John Maclean, M.A., and Pope John XXIII, inside back cover.

[Scotland’s Scrap Contents]

   The connection between Scots Socialism and Nationalism is well seen in John Maclean, but not fully dealt with in Tom Bell’s biography – “John Maclean, Fighter for Freedom” (Glasgow, 1944). Maclean believed that Russia could not produce the “World revolution.” The separation of nations was a hard fact. “I accordingly stand out as a Scottish Republican candidate feeling sure that if Scotland had to elect a parliament to sit in Glasgow, it would vote for a working-class parliament… The social revolution is possible sooner in Scotland than in England.” 

   John Maclean did not mean to go to Westminster. “This policy of a workers’ republic in Scotland debars me from going to John Bull’s London parliament… Had the Labour men stayed in Glasgow and started a Scottish Parliament, as did the genuine Irish in Dublin in 1918, England would have sat up and made concessions to Scotland.” 
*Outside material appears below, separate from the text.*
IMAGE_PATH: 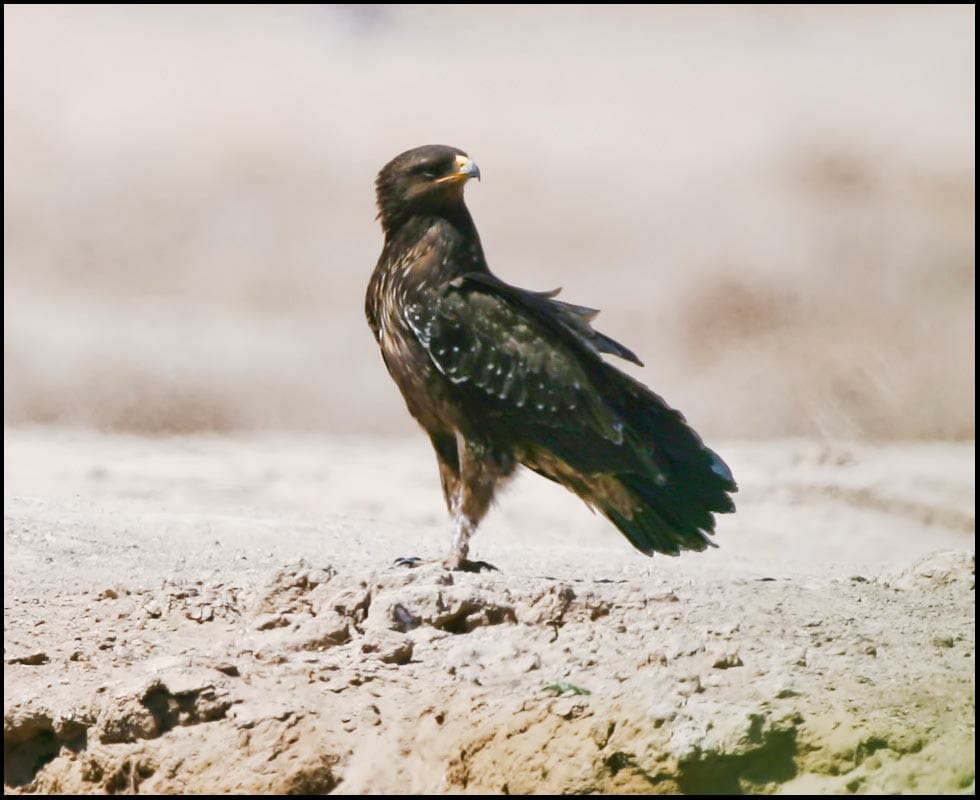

   The Communist Guy Aldred expounded the same views and put them in print in “The Free Man,” Edinburgh, October, 1932: 

   “I would have the workers seize Scotland instead of marching to London. 

   “I have no faith in the irresponsible and ignorant parliamentarianism of exploitation functioning in spendthrift London.” 

   This is not inconsistent with the encyclical of John XXIII, “Pacem in Terris,” opposing transfer of workers and economic domination:- 

   “Smaller States, in the interests of the common good, cannot be denied their right to political freedom, and to the adoption of a position of neutrality in the conflicts between empires.”